Kemudian huruf ب diganti dengan huruf و,[3]
seperti firman Allah dalam surat Al-Lail ayat 1 yang berbunyi:
Artinya:”Demi malam apabila menutupi (cahaya siang)”.
(QS. Al-Lail: 1)
Kadang-kadang
sumpah juga menggunakan huruf-huruf ت, seperti firman Allah dalam surat
Al-Anbiya’ ayat 57:
Artinya:”Demi Allah, Sesungguhnya Aku akan melakukan tipu
daya terhadap berhala-berhalamu sesudah kamu pergi meninggalkannya”. (QS.
Al-Anbiya’: 57)
Tapi,
yang paling lazim digunakan atau dipakai dalam sumpah adalah huruf و.[4]
Dan
dalam “Kamus Besar Bahasa Indonesia”, sumpah diartikan sebagai:
- Pernyataan
yang diucapkan secara resmi dengan saksi kepada Tuhan atau kepada sesuatu
yang dianggap suci (untuk menguatkan kebenaran dan kesungguhannya dan
sebagainya).
- Pernyataan
yang disertai tekat melakukan sesuatu untuk menguatkan kebenaran atau
berani menderita sesuatu kalau pernyataan itu tidak benar.
- Janji
atau ikrar yang teguh ( akan menunaikan sesuatu).[5]
Sedangkan
menurut Louis Ma’luf, dalam konteks bangsa arab, sumpah yang diucapkan oleh
orang Arab itu biasanya menggunakan nama Allah atau selain-Nya. Pada intinya
sumpah itu menggunakan sesuatu yang diagungkan seperti nama Tuhan atau sesuatu
yang disucikan.[6]
Akan
tetapi, bangsa Arab pra-Islam yang dikenal sebagai masyarakat yang menyembah
berhala (paganism). Mereka menyebutkan atau mengatakan sumpah dengan
atas nama tuhannya dengan sebutan Allah, seperti dalam yang tersurat dalam
al-Qur’an surat Al-Ankabuut ayat 61 yang berbunyi:
Artinya:”Dan Sesungguhnya jika kamu tanyakan kepada
mereka: “Siapakah yang menjadikan langit dan bumi dan menundukkan matahari dan
bulan?” tentu mereka akan menjawab: “Allah”, Maka betapakah mereka (dapat)

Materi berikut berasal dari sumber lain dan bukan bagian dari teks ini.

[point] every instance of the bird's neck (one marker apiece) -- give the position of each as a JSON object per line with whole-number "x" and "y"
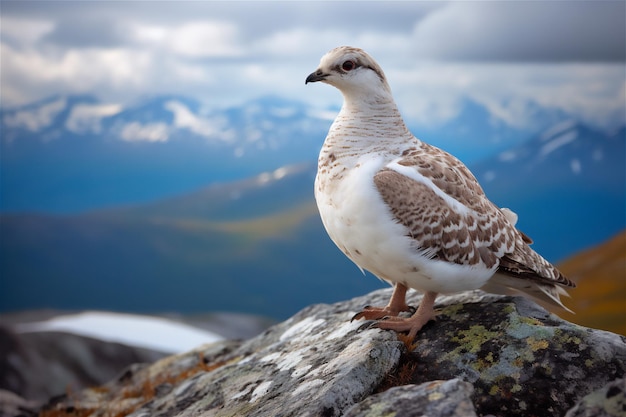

dipalingkan (dari jalan yang benar)”. (QS. Al-Ankabuut: 61)
Dan
selanjutnya, juga dalam surat Al-Ankabut ayat 63 dijelaskan bahwa:
Artinya:”Dan Sesungguhnya jika kamu menanyakan kepada
mereka: “Siapakah yang menurunkan air dari langit lalu menghidupkan dengan air
itu bumi sesudah matinya?” tentu mereka akan menjawab: “Allah”, Katakanlah:
“Segala puji bagi Allah”, tetapi kebanyakan mereka tidak memahami(nya)”.
(QS. Al-Ankabut: 63)
Dhamir (kata
ganti) هم dalam surat Al-Ankabut ayat 63
tersebut, seperti dikutip Toshihiko Izutsu[7]
berarti “the pagan Arabs”. Izutsu berpendapat ada lima konsep Allah
menurut bangsa Arab pra-Islam seperti yang disebut oleh al-Qur’an yaitu:
- Allah
adalah pencipta dunia;
- Allah
adalah pencipta hujan, lebih umum lagi Dia-lah yang menciptakan kehidupan
di permukaan bumi;
- Allah
satu-satunya yang berhak disebut dalam sumpah;
- Allah
adalah obyek monoteisme “sementara”;
- Allah
adalah Tuhannya Kabah (Lord of Ka’bah).[8]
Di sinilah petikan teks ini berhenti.